Effect of Hyperbaric Pressure Treatment on the Growth and Physiology of Bacteria that Cause Decay in Fruit and Vegetables
Liplap, P., Toussaint, V., Toivonen, P., Vigneault, C., Boutin, J., Raghavan, G.S.V. (2014). Effect of Hyperbaric Pressure Treatment on the Growth and Physiology of Bacteria that Cause Decay in Fruit and Vegetables, 7(8), 2267-2280. http://dx.doi.org/10.1007/s11947-013-1197-2
The response of bacteria to hyperbaric pressure treatment was investigated. Three selected bacteria which cause fruit and vegetable decay (i.e., Pseudomonas cichorii, Pectobacterium carotovorum, and Pseudomonas marginalis) were inoculated onto BIOLOG microplates and subjected to different pressure and temperature conditions including 100, 200, 400, 625, and 850 kPa at 20 °C and 100 kPa at 4 °C. Changes in microplate color, which corresponds to carbon source utilization of bacteria or their growth, were monitored every 24 h for 7 days. Results showed that the bacterial growth was affected by both hyperbaric pressure and temperature.
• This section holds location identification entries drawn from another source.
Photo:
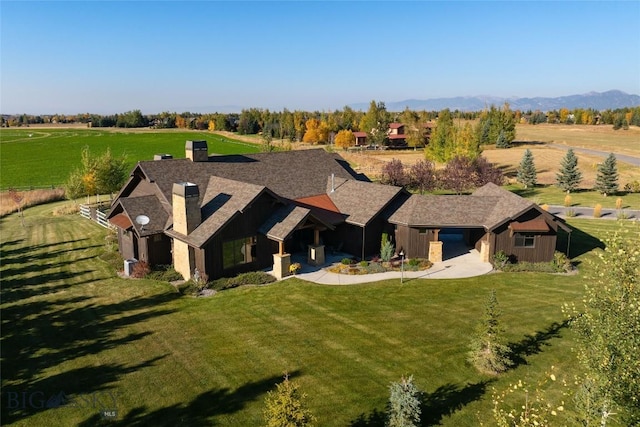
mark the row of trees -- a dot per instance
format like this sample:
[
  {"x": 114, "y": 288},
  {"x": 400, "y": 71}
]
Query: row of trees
[
  {"x": 569, "y": 176},
  {"x": 460, "y": 174},
  {"x": 255, "y": 120},
  {"x": 104, "y": 174}
]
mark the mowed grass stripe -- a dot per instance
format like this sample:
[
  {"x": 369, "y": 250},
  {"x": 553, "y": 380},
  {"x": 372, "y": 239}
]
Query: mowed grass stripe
[
  {"x": 48, "y": 158},
  {"x": 207, "y": 361}
]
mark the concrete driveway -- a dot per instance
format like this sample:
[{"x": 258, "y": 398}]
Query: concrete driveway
[{"x": 466, "y": 263}]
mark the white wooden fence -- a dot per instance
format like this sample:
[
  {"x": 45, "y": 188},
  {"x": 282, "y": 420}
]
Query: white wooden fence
[{"x": 93, "y": 213}]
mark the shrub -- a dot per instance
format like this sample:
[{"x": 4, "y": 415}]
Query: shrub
[
  {"x": 251, "y": 278},
  {"x": 285, "y": 406},
  {"x": 386, "y": 250},
  {"x": 561, "y": 262},
  {"x": 632, "y": 187},
  {"x": 597, "y": 211},
  {"x": 375, "y": 267},
  {"x": 404, "y": 407},
  {"x": 488, "y": 351},
  {"x": 164, "y": 273},
  {"x": 622, "y": 215},
  {"x": 140, "y": 270},
  {"x": 113, "y": 259},
  {"x": 500, "y": 260},
  {"x": 295, "y": 267}
]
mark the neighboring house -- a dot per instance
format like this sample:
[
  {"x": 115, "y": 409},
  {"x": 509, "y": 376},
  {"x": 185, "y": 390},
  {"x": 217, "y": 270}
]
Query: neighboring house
[
  {"x": 397, "y": 137},
  {"x": 224, "y": 215},
  {"x": 361, "y": 138}
]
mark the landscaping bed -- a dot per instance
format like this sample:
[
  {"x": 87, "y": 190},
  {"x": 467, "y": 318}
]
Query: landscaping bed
[{"x": 350, "y": 266}]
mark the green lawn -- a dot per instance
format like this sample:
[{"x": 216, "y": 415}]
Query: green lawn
[
  {"x": 70, "y": 325},
  {"x": 553, "y": 195},
  {"x": 44, "y": 157}
]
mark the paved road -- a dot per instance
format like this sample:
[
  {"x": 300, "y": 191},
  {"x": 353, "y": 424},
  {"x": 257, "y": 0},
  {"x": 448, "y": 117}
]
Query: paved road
[
  {"x": 466, "y": 264},
  {"x": 620, "y": 157},
  {"x": 587, "y": 213}
]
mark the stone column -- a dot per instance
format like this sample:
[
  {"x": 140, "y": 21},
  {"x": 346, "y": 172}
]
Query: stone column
[
  {"x": 435, "y": 252},
  {"x": 281, "y": 263},
  {"x": 315, "y": 255}
]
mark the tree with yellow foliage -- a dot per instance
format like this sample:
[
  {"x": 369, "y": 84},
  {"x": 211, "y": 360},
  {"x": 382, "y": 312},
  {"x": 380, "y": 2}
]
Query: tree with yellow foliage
[{"x": 345, "y": 139}]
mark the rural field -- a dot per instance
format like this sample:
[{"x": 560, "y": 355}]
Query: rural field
[
  {"x": 70, "y": 325},
  {"x": 42, "y": 157}
]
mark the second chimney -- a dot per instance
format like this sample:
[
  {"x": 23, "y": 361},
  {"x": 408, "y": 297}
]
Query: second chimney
[
  {"x": 186, "y": 207},
  {"x": 197, "y": 151}
]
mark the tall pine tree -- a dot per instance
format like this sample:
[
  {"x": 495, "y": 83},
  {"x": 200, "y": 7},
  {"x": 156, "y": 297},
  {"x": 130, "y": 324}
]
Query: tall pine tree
[
  {"x": 526, "y": 174},
  {"x": 569, "y": 176},
  {"x": 607, "y": 178}
]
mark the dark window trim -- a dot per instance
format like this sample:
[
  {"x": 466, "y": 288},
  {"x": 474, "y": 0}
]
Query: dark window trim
[{"x": 524, "y": 238}]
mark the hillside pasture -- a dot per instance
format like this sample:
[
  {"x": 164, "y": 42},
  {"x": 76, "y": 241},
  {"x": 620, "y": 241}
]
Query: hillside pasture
[
  {"x": 44, "y": 157},
  {"x": 71, "y": 325}
]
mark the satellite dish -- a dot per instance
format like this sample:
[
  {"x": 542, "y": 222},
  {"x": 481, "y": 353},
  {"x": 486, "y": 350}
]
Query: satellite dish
[{"x": 142, "y": 220}]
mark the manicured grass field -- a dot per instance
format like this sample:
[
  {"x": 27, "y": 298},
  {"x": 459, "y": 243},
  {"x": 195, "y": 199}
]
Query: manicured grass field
[
  {"x": 70, "y": 325},
  {"x": 552, "y": 195},
  {"x": 43, "y": 157}
]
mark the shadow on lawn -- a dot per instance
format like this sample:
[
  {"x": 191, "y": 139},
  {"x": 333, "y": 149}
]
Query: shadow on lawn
[
  {"x": 197, "y": 412},
  {"x": 532, "y": 344},
  {"x": 442, "y": 402},
  {"x": 580, "y": 244},
  {"x": 45, "y": 331}
]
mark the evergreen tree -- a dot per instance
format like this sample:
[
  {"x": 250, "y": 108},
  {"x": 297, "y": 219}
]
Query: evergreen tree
[
  {"x": 502, "y": 140},
  {"x": 569, "y": 176},
  {"x": 285, "y": 406},
  {"x": 489, "y": 354},
  {"x": 404, "y": 409},
  {"x": 607, "y": 178},
  {"x": 527, "y": 171}
]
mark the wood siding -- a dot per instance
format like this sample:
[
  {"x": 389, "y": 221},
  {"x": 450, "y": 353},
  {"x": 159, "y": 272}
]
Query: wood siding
[
  {"x": 414, "y": 243},
  {"x": 244, "y": 225},
  {"x": 544, "y": 242}
]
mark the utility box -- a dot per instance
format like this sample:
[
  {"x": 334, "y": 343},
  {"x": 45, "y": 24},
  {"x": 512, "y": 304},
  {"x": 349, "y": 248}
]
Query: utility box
[{"x": 128, "y": 266}]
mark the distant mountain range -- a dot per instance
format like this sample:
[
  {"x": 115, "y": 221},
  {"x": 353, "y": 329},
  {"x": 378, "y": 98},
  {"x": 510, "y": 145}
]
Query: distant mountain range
[{"x": 598, "y": 100}]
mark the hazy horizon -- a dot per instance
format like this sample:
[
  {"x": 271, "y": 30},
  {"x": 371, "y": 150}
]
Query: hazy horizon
[{"x": 111, "y": 57}]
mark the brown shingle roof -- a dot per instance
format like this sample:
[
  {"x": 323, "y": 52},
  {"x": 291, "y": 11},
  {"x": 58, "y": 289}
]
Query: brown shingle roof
[
  {"x": 222, "y": 201},
  {"x": 361, "y": 201},
  {"x": 290, "y": 174},
  {"x": 488, "y": 207},
  {"x": 283, "y": 222},
  {"x": 144, "y": 205}
]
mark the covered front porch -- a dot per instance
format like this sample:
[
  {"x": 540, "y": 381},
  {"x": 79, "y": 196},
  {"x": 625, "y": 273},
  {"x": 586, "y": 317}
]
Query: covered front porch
[{"x": 292, "y": 227}]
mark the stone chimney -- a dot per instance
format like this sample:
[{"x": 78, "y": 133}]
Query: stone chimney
[
  {"x": 186, "y": 208},
  {"x": 197, "y": 151}
]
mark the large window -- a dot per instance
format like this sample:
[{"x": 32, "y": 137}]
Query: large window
[
  {"x": 239, "y": 251},
  {"x": 525, "y": 240}
]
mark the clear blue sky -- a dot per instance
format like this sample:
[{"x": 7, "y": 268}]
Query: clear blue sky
[{"x": 108, "y": 57}]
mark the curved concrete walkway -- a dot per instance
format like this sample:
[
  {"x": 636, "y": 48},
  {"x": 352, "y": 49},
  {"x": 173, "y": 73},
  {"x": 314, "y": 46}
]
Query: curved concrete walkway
[{"x": 467, "y": 264}]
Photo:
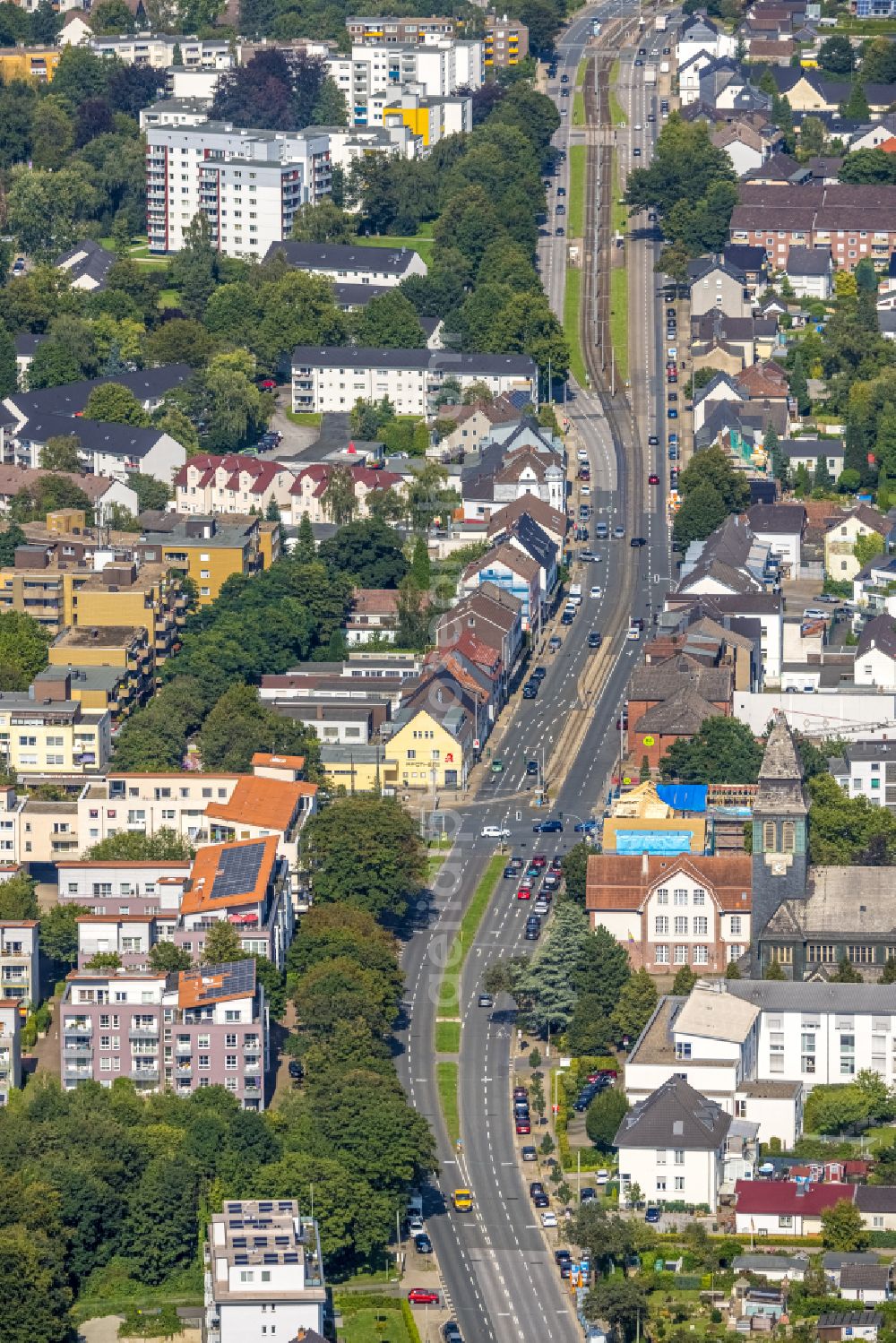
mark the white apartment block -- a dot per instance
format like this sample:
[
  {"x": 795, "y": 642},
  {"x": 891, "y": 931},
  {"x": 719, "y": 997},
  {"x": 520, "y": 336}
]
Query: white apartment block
[
  {"x": 247, "y": 183},
  {"x": 332, "y": 379},
  {"x": 10, "y": 1047},
  {"x": 440, "y": 67},
  {"x": 158, "y": 50},
  {"x": 263, "y": 1273},
  {"x": 21, "y": 962}
]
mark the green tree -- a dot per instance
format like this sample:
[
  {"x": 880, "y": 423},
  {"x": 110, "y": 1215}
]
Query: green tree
[
  {"x": 382, "y": 866},
  {"x": 164, "y": 845},
  {"x": 603, "y": 1116},
  {"x": 222, "y": 944},
  {"x": 684, "y": 981},
  {"x": 166, "y": 955},
  {"x": 115, "y": 404},
  {"x": 61, "y": 452},
  {"x": 637, "y": 1003},
  {"x": 161, "y": 1227},
  {"x": 842, "y": 1227},
  {"x": 59, "y": 934},
  {"x": 23, "y": 650},
  {"x": 723, "y": 748}
]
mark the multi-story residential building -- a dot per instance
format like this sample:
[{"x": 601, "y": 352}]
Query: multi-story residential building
[
  {"x": 400, "y": 31},
  {"x": 158, "y": 50},
  {"x": 247, "y": 884},
  {"x": 182, "y": 1031},
  {"x": 53, "y": 737},
  {"x": 677, "y": 1146},
  {"x": 10, "y": 1047},
  {"x": 207, "y": 549},
  {"x": 263, "y": 1261},
  {"x": 246, "y": 183},
  {"x": 866, "y": 770},
  {"x": 231, "y": 484},
  {"x": 58, "y": 581},
  {"x": 120, "y": 648},
  {"x": 116, "y": 888},
  {"x": 673, "y": 911},
  {"x": 21, "y": 962},
  {"x": 855, "y": 222},
  {"x": 332, "y": 379},
  {"x": 506, "y": 42}
]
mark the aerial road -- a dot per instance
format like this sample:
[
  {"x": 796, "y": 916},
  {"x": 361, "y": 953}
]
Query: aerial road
[{"x": 497, "y": 1268}]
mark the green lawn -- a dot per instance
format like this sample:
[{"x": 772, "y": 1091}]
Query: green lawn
[
  {"x": 447, "y": 1037},
  {"x": 314, "y": 419},
  {"x": 446, "y": 1076},
  {"x": 419, "y": 242},
  {"x": 571, "y": 312},
  {"x": 616, "y": 110},
  {"x": 575, "y": 218},
  {"x": 619, "y": 319}
]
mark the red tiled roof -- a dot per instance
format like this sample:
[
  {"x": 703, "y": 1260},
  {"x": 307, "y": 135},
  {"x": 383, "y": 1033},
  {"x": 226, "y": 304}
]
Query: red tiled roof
[{"x": 786, "y": 1198}]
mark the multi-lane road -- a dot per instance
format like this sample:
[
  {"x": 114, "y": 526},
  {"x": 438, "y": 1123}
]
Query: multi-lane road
[{"x": 497, "y": 1268}]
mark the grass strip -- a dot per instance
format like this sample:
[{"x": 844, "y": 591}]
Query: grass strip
[
  {"x": 616, "y": 110},
  {"x": 575, "y": 210},
  {"x": 571, "y": 323},
  {"x": 446, "y": 1077},
  {"x": 619, "y": 319},
  {"x": 447, "y": 1037},
  {"x": 450, "y": 985}
]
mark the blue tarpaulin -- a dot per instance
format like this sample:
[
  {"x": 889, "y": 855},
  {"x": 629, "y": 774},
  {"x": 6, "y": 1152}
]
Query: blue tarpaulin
[
  {"x": 653, "y": 841},
  {"x": 684, "y": 796}
]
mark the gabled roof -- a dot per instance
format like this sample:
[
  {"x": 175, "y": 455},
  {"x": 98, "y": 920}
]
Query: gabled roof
[{"x": 675, "y": 1116}]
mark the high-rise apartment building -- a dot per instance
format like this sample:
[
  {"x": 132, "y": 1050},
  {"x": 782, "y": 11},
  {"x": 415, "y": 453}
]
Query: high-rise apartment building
[{"x": 246, "y": 183}]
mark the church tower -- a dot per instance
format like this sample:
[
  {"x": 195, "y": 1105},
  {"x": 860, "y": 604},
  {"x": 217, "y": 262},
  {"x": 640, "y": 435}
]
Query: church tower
[{"x": 780, "y": 839}]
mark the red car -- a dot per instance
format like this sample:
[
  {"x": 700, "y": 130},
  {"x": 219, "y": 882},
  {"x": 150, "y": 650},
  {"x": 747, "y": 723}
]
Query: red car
[{"x": 424, "y": 1296}]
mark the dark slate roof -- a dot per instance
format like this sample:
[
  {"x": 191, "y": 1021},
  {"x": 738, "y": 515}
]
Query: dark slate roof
[
  {"x": 96, "y": 435},
  {"x": 88, "y": 258},
  {"x": 70, "y": 398},
  {"x": 341, "y": 257},
  {"x": 675, "y": 1116}
]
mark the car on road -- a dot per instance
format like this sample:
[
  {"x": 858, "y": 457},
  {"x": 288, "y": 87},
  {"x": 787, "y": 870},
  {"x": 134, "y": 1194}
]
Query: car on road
[{"x": 424, "y": 1296}]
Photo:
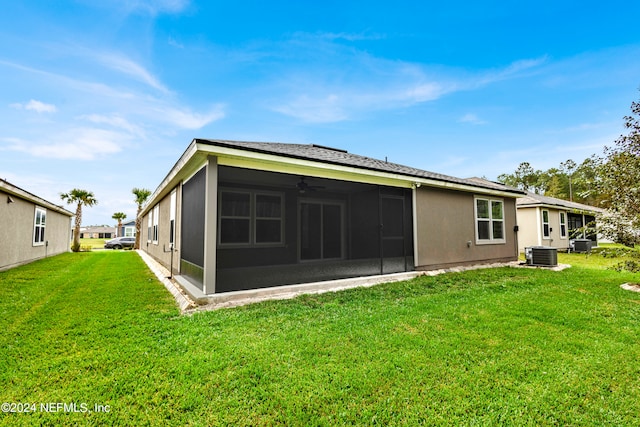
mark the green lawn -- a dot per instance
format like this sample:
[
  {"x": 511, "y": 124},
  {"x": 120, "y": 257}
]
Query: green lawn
[
  {"x": 92, "y": 243},
  {"x": 487, "y": 347}
]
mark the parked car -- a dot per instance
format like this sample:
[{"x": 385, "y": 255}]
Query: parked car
[{"x": 120, "y": 242}]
As hyperbaric pressure increased, the bacterial growth significantly decreased and the extent was dependent on bacterial species. The 850-kPa pressure treatment reduced maximum growth by 71, 56, and 43 % for Pseudomonas cichorii, Pectobacterium carotovorum, and Pseudomonas marginalis, respectively. Among these bacteria, Pseudomonas cichorii was the most pressure-sensitive, while the most temperature-sensitive was Pectobacterium carotovorum. In general, an increase in hyperbaric pressure caused bacteria to utilize carbon sources similar to those when they were exposed to low temperature. Overall, hyperbaric treatment has the potential to directly reduce bacterial growth in fruit and vegetables after harvest. © 2013 Springer Science+Business Media New York.